Visiting the region on Friday, Prime Minister Kyriakos Mitsotakis promised rapid compensation while reiterating that it is “an unprecedented natural disaster”.
But the situation also remains worrying near Larissa, a few kilometers to the east.
“We are experiencing great difficulties with the Pinios river, near the town of Larissa, which has overflowed and reached 2.5 meters high in the suburbs of Larissa,” he added.
Friday evening, civil protection sent a message to evacuate a district of the city threatened by rising waters.
In Volos, water supply remains problematic, with pumping stations and much of the water supply network having been destroyed during the storm.
“The water is not drinkable,” recalled the Greek Ministry of Health, citing cases of gastroenteritis.

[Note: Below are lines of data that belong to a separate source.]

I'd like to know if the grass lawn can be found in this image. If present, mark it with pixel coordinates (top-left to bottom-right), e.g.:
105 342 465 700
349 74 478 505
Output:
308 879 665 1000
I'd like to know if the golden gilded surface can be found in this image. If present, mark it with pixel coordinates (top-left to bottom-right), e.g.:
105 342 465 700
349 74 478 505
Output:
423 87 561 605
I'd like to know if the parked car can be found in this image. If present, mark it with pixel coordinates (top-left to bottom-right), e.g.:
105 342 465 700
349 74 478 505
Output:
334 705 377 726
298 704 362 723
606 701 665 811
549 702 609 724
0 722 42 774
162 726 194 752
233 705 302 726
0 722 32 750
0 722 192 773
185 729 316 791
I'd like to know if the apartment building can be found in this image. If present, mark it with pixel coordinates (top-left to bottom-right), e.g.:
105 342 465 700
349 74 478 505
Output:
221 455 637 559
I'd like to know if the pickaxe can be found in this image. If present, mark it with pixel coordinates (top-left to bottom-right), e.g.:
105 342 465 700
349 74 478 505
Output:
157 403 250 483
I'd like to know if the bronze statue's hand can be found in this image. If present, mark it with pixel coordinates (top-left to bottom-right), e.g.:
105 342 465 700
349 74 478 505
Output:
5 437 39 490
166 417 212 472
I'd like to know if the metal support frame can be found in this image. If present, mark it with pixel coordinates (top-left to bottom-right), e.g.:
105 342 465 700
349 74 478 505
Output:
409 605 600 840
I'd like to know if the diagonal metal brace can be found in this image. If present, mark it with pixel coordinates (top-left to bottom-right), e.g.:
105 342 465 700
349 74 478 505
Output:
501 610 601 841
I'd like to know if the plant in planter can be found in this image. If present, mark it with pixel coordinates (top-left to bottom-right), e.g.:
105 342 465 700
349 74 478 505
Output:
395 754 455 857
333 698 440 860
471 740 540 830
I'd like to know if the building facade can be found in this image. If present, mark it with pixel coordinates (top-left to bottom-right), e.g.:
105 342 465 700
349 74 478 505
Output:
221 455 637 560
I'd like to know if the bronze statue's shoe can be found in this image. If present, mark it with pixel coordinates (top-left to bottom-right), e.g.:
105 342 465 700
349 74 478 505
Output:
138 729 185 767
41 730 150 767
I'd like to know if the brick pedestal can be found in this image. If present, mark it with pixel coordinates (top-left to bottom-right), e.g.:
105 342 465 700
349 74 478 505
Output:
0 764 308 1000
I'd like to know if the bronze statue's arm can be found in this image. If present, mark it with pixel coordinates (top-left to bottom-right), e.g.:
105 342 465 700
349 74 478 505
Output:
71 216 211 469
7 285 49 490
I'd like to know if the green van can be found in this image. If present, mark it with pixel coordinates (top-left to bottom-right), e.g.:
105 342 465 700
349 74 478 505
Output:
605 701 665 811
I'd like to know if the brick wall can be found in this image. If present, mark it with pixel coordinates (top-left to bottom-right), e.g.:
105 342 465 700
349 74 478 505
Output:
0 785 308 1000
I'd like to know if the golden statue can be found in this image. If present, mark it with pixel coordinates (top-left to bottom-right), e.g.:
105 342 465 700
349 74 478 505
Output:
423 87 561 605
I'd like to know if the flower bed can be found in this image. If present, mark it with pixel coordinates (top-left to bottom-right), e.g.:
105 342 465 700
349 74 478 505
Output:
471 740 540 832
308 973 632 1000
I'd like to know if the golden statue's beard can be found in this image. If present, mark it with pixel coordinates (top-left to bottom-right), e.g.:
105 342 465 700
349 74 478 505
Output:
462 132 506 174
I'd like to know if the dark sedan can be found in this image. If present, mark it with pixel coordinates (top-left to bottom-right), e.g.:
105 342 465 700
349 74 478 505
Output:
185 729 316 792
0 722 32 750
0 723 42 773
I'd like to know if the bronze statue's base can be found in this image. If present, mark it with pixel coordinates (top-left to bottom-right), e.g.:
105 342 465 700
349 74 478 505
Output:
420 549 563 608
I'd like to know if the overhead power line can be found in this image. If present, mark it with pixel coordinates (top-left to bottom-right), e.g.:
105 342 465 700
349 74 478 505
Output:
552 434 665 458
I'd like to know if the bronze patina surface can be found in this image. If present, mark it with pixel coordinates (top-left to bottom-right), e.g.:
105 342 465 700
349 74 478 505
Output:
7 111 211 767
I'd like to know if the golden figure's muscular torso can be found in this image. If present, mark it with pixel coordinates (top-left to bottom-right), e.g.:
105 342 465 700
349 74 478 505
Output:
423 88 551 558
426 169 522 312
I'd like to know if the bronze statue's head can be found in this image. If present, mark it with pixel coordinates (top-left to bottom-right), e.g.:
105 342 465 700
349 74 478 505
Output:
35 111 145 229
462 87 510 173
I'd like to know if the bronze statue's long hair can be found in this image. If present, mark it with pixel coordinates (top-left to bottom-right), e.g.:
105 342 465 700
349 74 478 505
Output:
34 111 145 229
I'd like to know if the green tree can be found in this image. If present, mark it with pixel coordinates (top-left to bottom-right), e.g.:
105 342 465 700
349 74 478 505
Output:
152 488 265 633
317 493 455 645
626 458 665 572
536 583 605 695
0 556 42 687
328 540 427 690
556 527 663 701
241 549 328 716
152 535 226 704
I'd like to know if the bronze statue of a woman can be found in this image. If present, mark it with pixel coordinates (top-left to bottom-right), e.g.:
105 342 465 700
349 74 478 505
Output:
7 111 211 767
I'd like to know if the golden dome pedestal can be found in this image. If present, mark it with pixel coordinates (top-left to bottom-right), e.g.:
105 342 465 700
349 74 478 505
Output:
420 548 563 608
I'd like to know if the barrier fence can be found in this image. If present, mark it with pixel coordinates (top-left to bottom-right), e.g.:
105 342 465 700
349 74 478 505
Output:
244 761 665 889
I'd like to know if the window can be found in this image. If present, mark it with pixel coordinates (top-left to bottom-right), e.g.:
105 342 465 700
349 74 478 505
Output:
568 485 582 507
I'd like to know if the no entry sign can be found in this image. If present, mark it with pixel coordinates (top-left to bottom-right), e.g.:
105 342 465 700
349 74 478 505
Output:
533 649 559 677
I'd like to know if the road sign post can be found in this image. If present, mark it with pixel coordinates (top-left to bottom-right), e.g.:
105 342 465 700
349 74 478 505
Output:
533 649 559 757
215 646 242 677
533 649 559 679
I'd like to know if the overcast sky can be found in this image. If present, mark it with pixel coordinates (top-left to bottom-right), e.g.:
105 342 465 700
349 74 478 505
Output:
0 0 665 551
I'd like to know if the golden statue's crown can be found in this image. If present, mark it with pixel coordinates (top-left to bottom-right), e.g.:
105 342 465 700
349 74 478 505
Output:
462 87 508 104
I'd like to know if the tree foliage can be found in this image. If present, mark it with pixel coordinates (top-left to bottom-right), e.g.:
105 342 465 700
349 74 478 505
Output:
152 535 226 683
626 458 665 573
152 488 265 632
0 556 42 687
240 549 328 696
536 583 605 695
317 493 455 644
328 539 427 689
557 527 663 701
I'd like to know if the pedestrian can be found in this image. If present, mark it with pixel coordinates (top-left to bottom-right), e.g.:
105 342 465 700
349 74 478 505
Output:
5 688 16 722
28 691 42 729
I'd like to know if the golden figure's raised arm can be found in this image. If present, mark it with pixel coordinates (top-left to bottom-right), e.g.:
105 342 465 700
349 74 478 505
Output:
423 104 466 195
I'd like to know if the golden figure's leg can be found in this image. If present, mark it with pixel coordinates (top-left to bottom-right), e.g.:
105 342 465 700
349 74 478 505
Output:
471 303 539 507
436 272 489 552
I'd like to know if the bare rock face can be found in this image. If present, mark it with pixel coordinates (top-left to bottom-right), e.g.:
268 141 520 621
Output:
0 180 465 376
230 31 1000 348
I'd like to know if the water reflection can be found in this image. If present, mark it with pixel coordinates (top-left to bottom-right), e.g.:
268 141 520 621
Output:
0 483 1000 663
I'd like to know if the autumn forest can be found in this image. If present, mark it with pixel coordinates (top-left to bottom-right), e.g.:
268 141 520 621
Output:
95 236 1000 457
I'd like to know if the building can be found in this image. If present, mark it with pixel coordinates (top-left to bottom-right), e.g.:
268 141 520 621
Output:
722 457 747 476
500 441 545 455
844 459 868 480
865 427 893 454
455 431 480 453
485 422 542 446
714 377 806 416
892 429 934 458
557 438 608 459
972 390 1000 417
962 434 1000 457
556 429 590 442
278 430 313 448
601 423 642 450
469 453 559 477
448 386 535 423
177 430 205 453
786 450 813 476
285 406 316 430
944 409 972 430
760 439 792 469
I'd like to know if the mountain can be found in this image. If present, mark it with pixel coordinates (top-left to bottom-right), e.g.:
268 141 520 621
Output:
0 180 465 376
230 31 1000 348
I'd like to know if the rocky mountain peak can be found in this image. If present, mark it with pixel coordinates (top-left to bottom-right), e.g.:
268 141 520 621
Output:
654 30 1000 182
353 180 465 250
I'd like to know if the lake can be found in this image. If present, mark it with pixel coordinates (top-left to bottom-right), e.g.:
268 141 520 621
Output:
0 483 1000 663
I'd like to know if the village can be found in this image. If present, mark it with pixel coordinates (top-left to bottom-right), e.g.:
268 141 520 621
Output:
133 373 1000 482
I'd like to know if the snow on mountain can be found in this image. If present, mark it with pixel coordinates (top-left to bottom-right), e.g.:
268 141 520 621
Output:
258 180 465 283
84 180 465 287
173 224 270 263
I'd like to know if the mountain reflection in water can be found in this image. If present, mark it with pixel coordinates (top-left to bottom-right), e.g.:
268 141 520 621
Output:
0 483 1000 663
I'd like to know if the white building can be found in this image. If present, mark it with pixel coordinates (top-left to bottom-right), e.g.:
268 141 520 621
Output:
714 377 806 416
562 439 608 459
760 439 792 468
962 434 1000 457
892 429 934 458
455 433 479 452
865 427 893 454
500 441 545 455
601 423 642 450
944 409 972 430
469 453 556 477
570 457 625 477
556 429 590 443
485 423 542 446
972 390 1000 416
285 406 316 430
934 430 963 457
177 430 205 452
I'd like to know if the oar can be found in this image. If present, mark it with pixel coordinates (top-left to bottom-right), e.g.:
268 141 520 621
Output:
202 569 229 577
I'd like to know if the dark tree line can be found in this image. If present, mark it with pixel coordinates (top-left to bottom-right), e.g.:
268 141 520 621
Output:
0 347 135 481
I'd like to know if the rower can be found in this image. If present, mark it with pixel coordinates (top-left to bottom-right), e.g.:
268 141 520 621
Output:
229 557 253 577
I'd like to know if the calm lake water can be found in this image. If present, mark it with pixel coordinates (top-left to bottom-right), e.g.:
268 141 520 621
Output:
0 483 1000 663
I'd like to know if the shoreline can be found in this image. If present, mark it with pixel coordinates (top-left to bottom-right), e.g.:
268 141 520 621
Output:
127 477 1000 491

Traffic also remained difficult on Saturday, with the highway between Thessaloniki, the country’s second city, and Athens being cut in several places.
Described by experts as an “extreme phenomenon in terms of the quantity of water that fell”, the storm named Daniel hit Magnesia on Monday and Tuesday, in particular its capital, the port city of Volos and the villages of Mount Pelion, before hitting localities around Karditsa and Trikala on Wednesday.
These bad weather follow devastating forest fires this summer in Greece, which left at least 26 dead.
With global warming, the atmosphere contains more water vapor (about 7% for each additional degree), increasing the risk of heavy precipitation events which, together with other factors such as urbanization, lead to floods.
In Turkey and Bulgaria, two countries bordering Greece, the torrential rains of recent days have killed a total of 12 people.